1) Great advice, start out easy with a low light/low tech tank. Then move to a high light/high tech tank if that is your desire.

2) Your right no incandescents, they produce to much heat and little to no beneficial light for plants. Like you I think PC fixtures are the best but for a low light/low tech tank you can go with regular fluorescents plant bulbs (5000k-10000k) with a good reflector.

3) Cycling is not needed for a planted tank, since you have the plants taking the bad stuff out keeping the tank from having ammonia/nitrite spikes, associated with a normal cycle in a non-planted tank. Here is a link on this subject... http://rexgrigg.com/pg1.htm (look under cycling)

4) With a low light/low tech tank C02 is really not needed. Once you reach 2-3WPG you can do DIY pop bottle C02 in tanks 55G or below. In tanks 55G and larger and/or 3WPG +, pressurized C02 is needed.

5) Again good advice, substrates like Eco-complete/Fluorite are the best to use for a planted tank. However, another option is to use a natural plain gravel with addition of root tabs for the roots or a mixture of plant substrate and regular gravel (50/50).

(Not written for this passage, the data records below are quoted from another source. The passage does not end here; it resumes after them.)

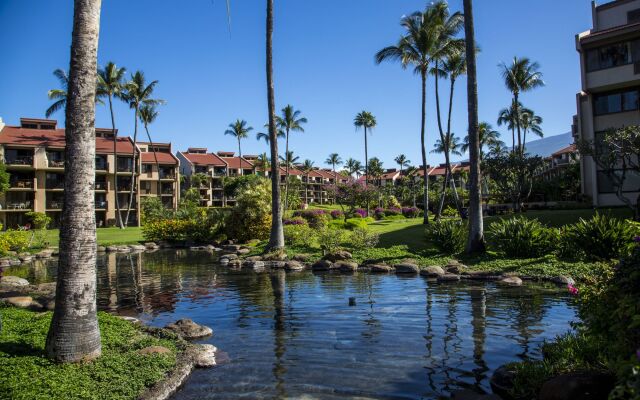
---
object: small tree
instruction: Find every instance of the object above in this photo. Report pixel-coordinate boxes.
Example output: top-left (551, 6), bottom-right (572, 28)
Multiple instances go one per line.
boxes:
top-left (578, 125), bottom-right (640, 221)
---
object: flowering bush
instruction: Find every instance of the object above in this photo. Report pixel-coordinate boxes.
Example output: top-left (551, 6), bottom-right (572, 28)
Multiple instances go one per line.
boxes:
top-left (402, 207), bottom-right (420, 218)
top-left (331, 210), bottom-right (344, 219)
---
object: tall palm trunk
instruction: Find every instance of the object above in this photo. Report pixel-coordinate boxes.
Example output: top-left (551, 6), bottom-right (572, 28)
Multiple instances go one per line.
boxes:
top-left (46, 0), bottom-right (102, 362)
top-left (284, 128), bottom-right (290, 212)
top-left (420, 69), bottom-right (429, 225)
top-left (266, 0), bottom-right (284, 249)
top-left (109, 93), bottom-right (124, 229)
top-left (142, 122), bottom-right (162, 201)
top-left (124, 108), bottom-right (139, 226)
top-left (463, 0), bottom-right (485, 253)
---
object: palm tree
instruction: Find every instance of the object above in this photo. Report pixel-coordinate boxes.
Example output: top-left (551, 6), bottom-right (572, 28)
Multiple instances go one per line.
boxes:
top-left (276, 104), bottom-right (307, 210)
top-left (140, 104), bottom-right (160, 197)
top-left (460, 122), bottom-right (504, 162)
top-left (300, 160), bottom-right (314, 204)
top-left (463, 0), bottom-right (485, 253)
top-left (97, 62), bottom-right (126, 229)
top-left (393, 154), bottom-right (411, 175)
top-left (375, 1), bottom-right (460, 224)
top-left (353, 111), bottom-right (378, 186)
top-left (266, 0), bottom-right (284, 250)
top-left (224, 119), bottom-right (253, 157)
top-left (122, 71), bottom-right (164, 226)
top-left (499, 57), bottom-right (544, 154)
top-left (324, 153), bottom-right (342, 176)
top-left (46, 0), bottom-right (102, 362)
top-left (520, 108), bottom-right (544, 153)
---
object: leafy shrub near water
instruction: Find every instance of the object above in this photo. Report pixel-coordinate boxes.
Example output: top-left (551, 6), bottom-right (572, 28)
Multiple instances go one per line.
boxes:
top-left (426, 220), bottom-right (467, 254)
top-left (562, 213), bottom-right (640, 260)
top-left (487, 217), bottom-right (558, 257)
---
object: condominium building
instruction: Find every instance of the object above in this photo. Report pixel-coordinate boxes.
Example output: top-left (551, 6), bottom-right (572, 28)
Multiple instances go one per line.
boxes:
top-left (0, 118), bottom-right (177, 228)
top-left (573, 0), bottom-right (640, 206)
top-left (177, 147), bottom-right (256, 207)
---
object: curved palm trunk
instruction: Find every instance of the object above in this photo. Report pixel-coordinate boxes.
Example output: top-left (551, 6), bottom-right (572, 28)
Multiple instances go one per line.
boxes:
top-left (266, 0), bottom-right (284, 249)
top-left (123, 105), bottom-right (138, 227)
top-left (463, 0), bottom-right (485, 253)
top-left (109, 93), bottom-right (124, 229)
top-left (46, 0), bottom-right (102, 362)
top-left (420, 70), bottom-right (429, 225)
top-left (144, 122), bottom-right (162, 201)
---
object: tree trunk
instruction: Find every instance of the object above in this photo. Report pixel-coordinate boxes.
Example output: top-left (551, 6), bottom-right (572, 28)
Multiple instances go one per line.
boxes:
top-left (123, 105), bottom-right (140, 227)
top-left (463, 0), bottom-right (485, 253)
top-left (46, 0), bottom-right (102, 362)
top-left (420, 70), bottom-right (429, 225)
top-left (266, 0), bottom-right (284, 250)
top-left (107, 93), bottom-right (124, 229)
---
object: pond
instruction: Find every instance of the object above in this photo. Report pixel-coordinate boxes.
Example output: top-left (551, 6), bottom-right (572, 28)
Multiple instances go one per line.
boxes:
top-left (7, 250), bottom-right (576, 399)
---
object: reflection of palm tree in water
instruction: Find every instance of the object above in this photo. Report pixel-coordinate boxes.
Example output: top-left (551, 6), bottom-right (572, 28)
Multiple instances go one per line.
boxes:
top-left (269, 270), bottom-right (287, 398)
top-left (470, 288), bottom-right (489, 388)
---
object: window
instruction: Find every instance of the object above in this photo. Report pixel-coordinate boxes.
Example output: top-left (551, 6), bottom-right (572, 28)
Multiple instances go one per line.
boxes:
top-left (594, 89), bottom-right (638, 115)
top-left (586, 40), bottom-right (640, 72)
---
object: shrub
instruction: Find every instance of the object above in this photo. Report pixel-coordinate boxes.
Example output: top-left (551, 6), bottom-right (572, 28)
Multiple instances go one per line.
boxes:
top-left (402, 207), bottom-right (420, 218)
top-left (284, 223), bottom-right (318, 247)
top-left (318, 228), bottom-right (347, 254)
top-left (562, 213), bottom-right (638, 260)
top-left (487, 217), bottom-right (558, 257)
top-left (344, 218), bottom-right (368, 230)
top-left (331, 210), bottom-right (344, 219)
top-left (426, 220), bottom-right (467, 254)
top-left (349, 227), bottom-right (380, 249)
top-left (293, 210), bottom-right (330, 229)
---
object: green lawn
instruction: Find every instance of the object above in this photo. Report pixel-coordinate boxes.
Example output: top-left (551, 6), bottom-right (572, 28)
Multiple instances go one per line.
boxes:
top-left (47, 226), bottom-right (144, 247)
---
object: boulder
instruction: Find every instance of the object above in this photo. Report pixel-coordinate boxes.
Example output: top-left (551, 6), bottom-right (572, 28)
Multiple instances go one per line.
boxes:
top-left (369, 264), bottom-right (393, 274)
top-left (0, 275), bottom-right (29, 287)
top-left (164, 318), bottom-right (213, 340)
top-left (3, 296), bottom-right (33, 308)
top-left (322, 250), bottom-right (353, 262)
top-left (335, 261), bottom-right (358, 272)
top-left (311, 260), bottom-right (333, 271)
top-left (284, 261), bottom-right (305, 271)
top-left (438, 274), bottom-right (460, 282)
top-left (393, 263), bottom-right (420, 274)
top-left (538, 372), bottom-right (615, 400)
top-left (500, 276), bottom-right (522, 286)
top-left (420, 265), bottom-right (444, 278)
top-left (138, 346), bottom-right (171, 356)
top-left (551, 276), bottom-right (576, 286)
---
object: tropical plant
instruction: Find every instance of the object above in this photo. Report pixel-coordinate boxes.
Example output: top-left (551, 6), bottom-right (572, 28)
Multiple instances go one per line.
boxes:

So glad to hear that APC as helped you out. I can see you have learned a great deal


----------



## jeffhardy55555 (Jan 2, 2005)

How Much Flourite to use? a pound per gallon??


----------



## Erirku (Oct 5, 2004)

I usually go 1lb a gallon or alittle more. So if I have a 10 gallon tank, I would want 10lbs of substrate or alittle more. It depends on what you are planting.


----------



## trenac (Jul 16, 2004)

jeffhardy55555 said:


> How Much Flourite to use? a pound per gallon??


 Here is a link to calculate how much you need to use... http://www.plantedtank.net/substratecalculator.html
Go for 2-3" of depth.


----------